またポイントが80点以上ある場合、「高度専門職」としての活動が引き続き1年以上があれば、要件は満たされます。 

「高度専門職」の配偶者の就労が認められます。

 原則「就労ビザ」をもつ外国人の配偶者の方は、日本で仕事をすることができません。しかし、「高度専門職」の方の外国人配偶者は、「就労ビザ」に該当する業務についてその要件を満たさなくても日本で仕事をすることができます。

例えば「就労ビザ」のうち「技術・人文知識・国際業務ビザ」を取得するには大学卒業などの要件がありますが、「高度専門職」の配偶者は要件を満たさなくても「特定活動ビザ」を取得して日本で仕事をすることができます。

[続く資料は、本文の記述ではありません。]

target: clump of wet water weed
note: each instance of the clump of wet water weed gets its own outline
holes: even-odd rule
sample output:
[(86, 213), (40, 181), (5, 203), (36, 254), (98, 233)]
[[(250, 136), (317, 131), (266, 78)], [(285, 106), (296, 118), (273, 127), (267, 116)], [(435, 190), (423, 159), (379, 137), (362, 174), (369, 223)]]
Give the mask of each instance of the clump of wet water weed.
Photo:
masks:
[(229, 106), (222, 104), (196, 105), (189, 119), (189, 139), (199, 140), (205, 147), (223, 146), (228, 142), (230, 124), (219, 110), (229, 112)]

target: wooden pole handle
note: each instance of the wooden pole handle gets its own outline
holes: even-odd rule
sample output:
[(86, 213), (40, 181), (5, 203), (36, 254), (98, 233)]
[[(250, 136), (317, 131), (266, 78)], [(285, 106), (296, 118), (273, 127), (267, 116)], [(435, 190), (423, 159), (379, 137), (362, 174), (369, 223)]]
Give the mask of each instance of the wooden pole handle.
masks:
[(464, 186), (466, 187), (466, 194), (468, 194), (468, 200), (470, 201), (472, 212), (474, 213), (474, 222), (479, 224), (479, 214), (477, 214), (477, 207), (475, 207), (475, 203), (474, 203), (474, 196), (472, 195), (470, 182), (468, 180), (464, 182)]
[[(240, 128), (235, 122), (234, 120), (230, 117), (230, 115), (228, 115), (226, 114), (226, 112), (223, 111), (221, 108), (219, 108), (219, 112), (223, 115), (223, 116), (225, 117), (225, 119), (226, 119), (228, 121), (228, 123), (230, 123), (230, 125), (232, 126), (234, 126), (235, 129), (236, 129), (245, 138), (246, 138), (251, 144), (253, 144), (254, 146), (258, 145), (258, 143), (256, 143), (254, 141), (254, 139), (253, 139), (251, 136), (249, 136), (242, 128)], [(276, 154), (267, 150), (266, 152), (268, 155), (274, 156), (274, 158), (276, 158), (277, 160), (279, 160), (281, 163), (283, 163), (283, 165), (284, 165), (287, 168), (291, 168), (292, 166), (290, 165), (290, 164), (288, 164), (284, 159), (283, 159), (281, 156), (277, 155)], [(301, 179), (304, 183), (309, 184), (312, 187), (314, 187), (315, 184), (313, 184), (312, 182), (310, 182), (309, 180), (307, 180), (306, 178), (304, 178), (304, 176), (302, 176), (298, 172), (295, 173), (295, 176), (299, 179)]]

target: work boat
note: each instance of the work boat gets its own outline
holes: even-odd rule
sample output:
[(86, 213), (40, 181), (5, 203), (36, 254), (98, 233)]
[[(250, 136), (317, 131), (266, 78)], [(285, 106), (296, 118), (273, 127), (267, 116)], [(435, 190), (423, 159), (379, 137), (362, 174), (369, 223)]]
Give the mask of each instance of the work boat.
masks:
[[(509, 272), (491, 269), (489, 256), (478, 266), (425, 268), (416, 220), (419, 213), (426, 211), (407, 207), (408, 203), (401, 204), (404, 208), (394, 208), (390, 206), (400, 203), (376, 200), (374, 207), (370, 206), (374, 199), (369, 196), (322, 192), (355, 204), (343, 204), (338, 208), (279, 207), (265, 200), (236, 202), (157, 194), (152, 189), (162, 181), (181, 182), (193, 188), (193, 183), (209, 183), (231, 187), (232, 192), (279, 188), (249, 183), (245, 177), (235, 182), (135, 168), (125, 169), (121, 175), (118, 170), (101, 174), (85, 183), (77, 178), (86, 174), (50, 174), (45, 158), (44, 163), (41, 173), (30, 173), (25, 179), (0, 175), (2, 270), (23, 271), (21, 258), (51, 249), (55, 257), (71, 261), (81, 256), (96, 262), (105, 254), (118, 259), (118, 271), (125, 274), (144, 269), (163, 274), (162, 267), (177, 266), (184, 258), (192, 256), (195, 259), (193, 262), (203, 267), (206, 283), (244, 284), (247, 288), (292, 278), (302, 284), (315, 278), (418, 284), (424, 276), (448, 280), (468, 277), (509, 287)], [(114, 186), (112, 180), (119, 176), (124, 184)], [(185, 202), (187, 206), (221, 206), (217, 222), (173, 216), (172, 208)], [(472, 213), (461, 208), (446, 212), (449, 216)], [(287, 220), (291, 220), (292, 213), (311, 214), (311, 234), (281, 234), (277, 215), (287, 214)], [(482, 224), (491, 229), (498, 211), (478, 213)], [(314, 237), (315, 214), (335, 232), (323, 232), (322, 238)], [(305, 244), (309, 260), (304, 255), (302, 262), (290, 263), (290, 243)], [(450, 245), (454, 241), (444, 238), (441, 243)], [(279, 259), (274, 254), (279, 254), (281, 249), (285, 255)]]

なお「高度専門職」の方とその配偶者の方は同居していなければなりません。

一定要件を満たせば親を帯同できます。

通常「就労ビザ」では、親を日本に呼び寄せることはできません。しかし「高度専門職」の方は本人または配偶者の実の親を日本に呼び寄せることができます。

ただし、次のような要件があります。
〇「高度専門職」または配偶者の7歳未満の子を養育する場合や本人または配偶者の妊娠中の介護を目的とする場合であること
〇世帯年収が800万円以上あること
〇親とは同居すること
〇本人または配偶者のどちらかの親に限ります

家事使用人を帯同できます。

外国で家事使用人を雇っていた場合、引き続き日本でもその家事使用人を日本に帯同することができます。

ただし、次のような要件があります。
〇世帯年収1000万円以上あること

〇家事使用人は1人まで

〇家事使用人に月額20万円以上の報酬を支払うこと

〇本人が日本から出国するときは一緒に出国すること

【家事使用人と一緒に日本に入国する場合】

〇1年以上前から継続して雇用していること

【「高度専門職」の方が先に日本に入国している場合】

〇家庭の事情があること。 

ビザの申請について優先処理を受けることができます。

ビザ申請の審査について優先的に処理されますので、審査期間はかなり短縮されます。

 

 

 「高度専門職2号」のメリット

「高度専門職1号」で3年以上活動を継続すると「高度専門職2号」が認められます。「高度専門職2号」は「高度専門職1号」のメリットに加え次のようなメリットがあります。

 

メリット メリットの内容
在留期間の制限がなくなります。

ビザの在留期間が無制限となりますので、「永住権」と同様ビザの期間延長(更新)を気にすることなく、日本に滞在をすることができます。

就労の制限が大幅に緩和されます。

「就労ビザ」で認められた職種であれば、当別な許可を受けなくても、仕事をすることができます。例えば「高度専門職」として研究の仕事をしながら、ミュージシャンとして「興業」の仕事や調理師として「技能」の仕事もできます。ただし、コンビニエンスストアの店員や清掃のような単純労働系の仕事はできません。

 

 

「高度専門職2号」と「永住権」のメリット比較

「高度専門職2号」はメリットの大きなビザです。同様に「永住権」もメリットがたくさんあります。どちらが良いかその外国人人の状況や考え方によりますが、親の帯同や家事使用人の帯同を考えている方は「高度専門職2号」の方がメリットが大きく、親の帯同や家事使用人の帯同が不要な方は「永住権」の方がメリットは大きくなるでしょう。

 

項目 高度専門職2号 永住権
在留期間 無制限(更新申請は不要です。) 無制限(更新申請は不要です。)
就労制限

「就労ビザ」で認められた職種であれば制限はありません。ただし単純労働系の仕事はできません。

無制限(単純労働系の仕事も可能。)
配偶者の就労

現場単純労働系の仕事以外、職種の制限なく仕事ができます。

ただしこの制度を利用せず配偶者が「家族滞在ビザ」を取得した場合は原則仕事をすることができませんし、「資格外活動」の許可を得ても週28時間までしか仕事はできません。

職種、就労時間とも無制限に仕事をすることができます。
子の就労

子は「家族滞在ビザ」になります。そのため「資格外活動」の許可を得た場合のみ週28時間まで仕事ができます。

子は「永住者の配偶者等ビザ」になります。「永住者の配偶者等ビザ」には就労の制限はありませんのでどのような仕事をすることもできます。

永住者の子として産まれた場合出生から30日以内に手続きをすれば「永住権」を取得することができます。

親の帯同 要件を満たせば可能です。 親の帯同は認められません。
家事使用人の帯同 要件を満たせが可能です。 家事使用人の帯同は認められません。